Repository files navigation

Lustre Migrator

Lustre Migrator is a distributed, fault-tolerant tool for migrating files off a specific set of Lustre OSTs (Object Storage Targets). It is designed to run across multiple migration nodes (lustre clients) to parallelize work, providing high-throughput data migration with real-time monitoring and operational controls.

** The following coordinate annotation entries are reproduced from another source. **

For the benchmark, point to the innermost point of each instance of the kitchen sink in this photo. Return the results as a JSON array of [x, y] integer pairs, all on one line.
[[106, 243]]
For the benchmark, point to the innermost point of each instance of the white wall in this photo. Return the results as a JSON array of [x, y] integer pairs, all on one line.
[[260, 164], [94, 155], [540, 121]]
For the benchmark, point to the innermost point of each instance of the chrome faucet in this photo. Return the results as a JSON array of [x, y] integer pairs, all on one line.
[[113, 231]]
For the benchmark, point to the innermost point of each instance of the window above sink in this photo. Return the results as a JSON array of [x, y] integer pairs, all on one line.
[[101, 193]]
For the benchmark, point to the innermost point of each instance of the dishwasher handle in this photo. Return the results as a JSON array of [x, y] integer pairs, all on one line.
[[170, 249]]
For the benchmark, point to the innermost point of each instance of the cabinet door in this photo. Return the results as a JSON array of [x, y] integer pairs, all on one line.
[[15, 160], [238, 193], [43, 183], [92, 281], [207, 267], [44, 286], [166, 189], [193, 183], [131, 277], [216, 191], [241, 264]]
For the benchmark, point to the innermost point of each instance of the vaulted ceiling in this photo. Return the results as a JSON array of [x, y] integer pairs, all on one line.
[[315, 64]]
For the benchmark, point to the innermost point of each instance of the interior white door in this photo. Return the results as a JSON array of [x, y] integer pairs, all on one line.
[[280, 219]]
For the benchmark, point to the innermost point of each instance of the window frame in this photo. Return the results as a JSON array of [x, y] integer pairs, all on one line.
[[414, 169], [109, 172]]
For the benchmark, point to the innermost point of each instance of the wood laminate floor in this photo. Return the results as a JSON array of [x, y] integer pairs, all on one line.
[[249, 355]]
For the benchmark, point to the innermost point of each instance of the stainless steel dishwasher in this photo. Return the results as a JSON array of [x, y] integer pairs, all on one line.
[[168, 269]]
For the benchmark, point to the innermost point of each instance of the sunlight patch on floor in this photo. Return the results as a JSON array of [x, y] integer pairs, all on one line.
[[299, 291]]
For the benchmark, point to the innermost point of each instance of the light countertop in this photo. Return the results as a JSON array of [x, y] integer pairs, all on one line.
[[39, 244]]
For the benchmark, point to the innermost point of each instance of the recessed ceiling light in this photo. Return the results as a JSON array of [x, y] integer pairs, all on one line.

This project is licensed under the GPL v3. Please see the LICENSE file for details.

Key Features

  • Distributed & Scalable: Runs on multiple nodes simultaneously, distributing scanning and migration load across a cluster.
  • Fault-Tolerant: Implements a leader/follower architecture. If a leader node fails, another node automatically takes over, ensuring the campaign continues with minimal disruption.
  • High Performance: Leverages multi-threading for concurrent lfs find (scanning) and lfs migrate (migration) operations on each node.
  • Real-time Monitoring: A rich CLI status command provides a detailed, live view of the campaign's progress, including completion percentage, ETA, active workers, and in-progress files.
  • API for Monitoring: Each daemon exposes a /metrics endpoint for easy integration with telegraf, curl, or other monitoring systems.
  • Operational Control: Campaigns can be paused, resumed, and failed files can be retried with simple commands.
  • Safe by Design: A robust file-based locking mechanism on a shared filesystem ensures only one leader exists, preventing split-brain scenarios. A dry-run mode is available to test the complete migration workflow (discovery, coordination, metrics) without actually moving data, allowing you to validate configurations and measure coordination system capacity before production runs.

Architecture

The system consists of a lustre-migratord daemon running on multiple nodes.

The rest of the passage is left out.